Ironia della sorte, la sua imbattibilità cade a Brno ad opera di Dani Pedrosa. Fino ad allora il meno incisivo fra i suoi avversari , è lui ad interrompere la sua serie di vittorie e a tagliare il traguardo davanti a Lorenzo e Rossi. Marquez incappa in un'incredibile giornata no che lo relega al quarto posto. Marquez è umano, si può battere. La riscossa di Silverstone cede il passo alla sconfitta - con caduta, la prima in gara dal Mugello 2013 - ad opera di Rossi a Misano, mentre ad Aragon tocca a Lorenzo vincere grazie all'errore strategico del team Honda. Marquez sembra soffrire, ma la crisi è solo passeggera.
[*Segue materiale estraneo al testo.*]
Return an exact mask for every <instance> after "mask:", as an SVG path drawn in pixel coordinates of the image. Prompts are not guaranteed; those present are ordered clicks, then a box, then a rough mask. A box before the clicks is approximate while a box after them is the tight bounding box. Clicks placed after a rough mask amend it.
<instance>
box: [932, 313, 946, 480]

A Motegi la pressione è alta: Honda vuole la vittoria sulla pista di casa, ma la RCV non sembra particolarmente a suo agio sul tracciato giapponese. Al contrario, Ducati e Yamaha in prova sembrano volare e Marquez si perde un po' in qualifica, mostrando un po' le stesse difficoltà viste a Misano. Stavolta però tutto va come deve andare nei piani del team HRC, e Marquez controllando Rossi e Pedrosa agguanta un secondo posto dietro a Lorenzo e si laurea per la seconda volta Campione del Mondo della MotoGP. Batte così il record della doppia vittoria consecutiva nella massima serie, come pilota più giovane, che era di Mike Hailwood
Ironia della sorte, la sua carriera presenta diversi punti di contatto con i piloti che si sarebbe poi trovato a battere nella classe regina. Il suo infortunio di fine 2011 lo lega paradossalmente a Dani Pedrosa, che fresco campione della 125 aveva subito la frattura di entrambe le caviglie dovendo passare l’inverno a recuperare invece di potersi concentrare sulla nuova categoria. Per entrambi la stagione ha avuto poi lieto fine con la conquista del titolo iridato.
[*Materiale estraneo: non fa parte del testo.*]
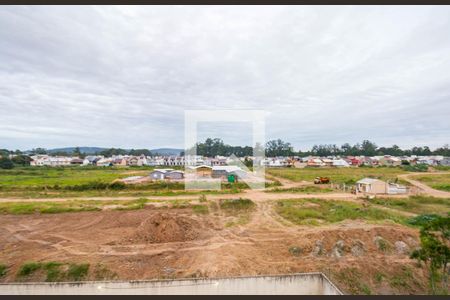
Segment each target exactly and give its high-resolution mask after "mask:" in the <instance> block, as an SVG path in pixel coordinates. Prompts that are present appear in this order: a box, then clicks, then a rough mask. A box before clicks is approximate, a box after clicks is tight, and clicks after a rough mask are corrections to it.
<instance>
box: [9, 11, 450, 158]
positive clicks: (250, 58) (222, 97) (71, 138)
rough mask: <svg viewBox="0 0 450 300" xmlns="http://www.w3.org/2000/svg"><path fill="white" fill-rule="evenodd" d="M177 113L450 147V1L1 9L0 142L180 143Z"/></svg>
mask: <svg viewBox="0 0 450 300" xmlns="http://www.w3.org/2000/svg"><path fill="white" fill-rule="evenodd" d="M186 109H202V110H204V109H207V110H209V109H211V110H214V109H258V110H265V111H267V112H268V115H267V118H266V137H267V139H272V138H281V139H283V140H285V141H289V142H291V144H292V145H293V146H294V147H295V148H296V149H302V150H305V149H309V148H310V147H311V146H312V145H314V144H318V143H336V144H338V145H341V144H343V143H344V142H349V143H352V144H353V143H356V142H359V141H361V140H363V139H369V140H372V141H374V142H376V143H377V144H378V145H380V146H390V145H392V144H397V145H399V146H401V147H411V146H413V145H419V146H423V145H429V146H431V147H432V148H435V147H439V146H442V145H444V144H446V143H450V7H448V6H439V7H430V6H420V7H408V6H401V7H393V6H379V7H368V6H360V7H318V6H317V7H306V6H296V7H283V6H270V7H264V6H262V7H255V6H252V7H241V6H239V7H232V6H226V7H213V6H206V7H201V6H192V7H180V6H166V7H164V6H158V7H148V6H147V7H123V6H122V7H104V6H102V7H67V6H64V7H18V6H16V7H15V6H2V7H0V111H1V115H0V148H9V149H22V150H26V149H30V148H34V147H44V148H54V147H65V146H102V147H123V148H157V147H180V148H181V147H183V145H184V110H186ZM241 125H242V124H236V125H235V126H234V125H233V124H210V126H200V127H203V129H204V130H206V131H205V132H207V133H208V134H209V133H211V134H214V135H216V136H217V137H222V138H223V139H224V140H225V142H227V143H230V144H240V143H242V144H249V143H247V142H246V141H247V140H248V137H249V134H248V132H247V131H249V130H251V127H250V126H241ZM200 129H201V128H200ZM215 133H216V134H215ZM208 134H206V135H208ZM199 136H200V137H201V136H205V133H203V134H202V133H200V134H199Z"/></svg>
Ancora più significativamente, Marc ha iniziato a brillare proprio in quella gara del Mugello 2010 in cui avvenne il brutto incidente che ha segnato la parabola discendente di Valentino Rossi. Ancora prima di quel sorpasso al Cavatappi che ha consacrato il passaggio del testimone, la sorte sembrava aver già scelto il successore di Valentino.
La strada di Marc, dopotutto, è appena cominciata. E potrebbe essere altrettanto lunga.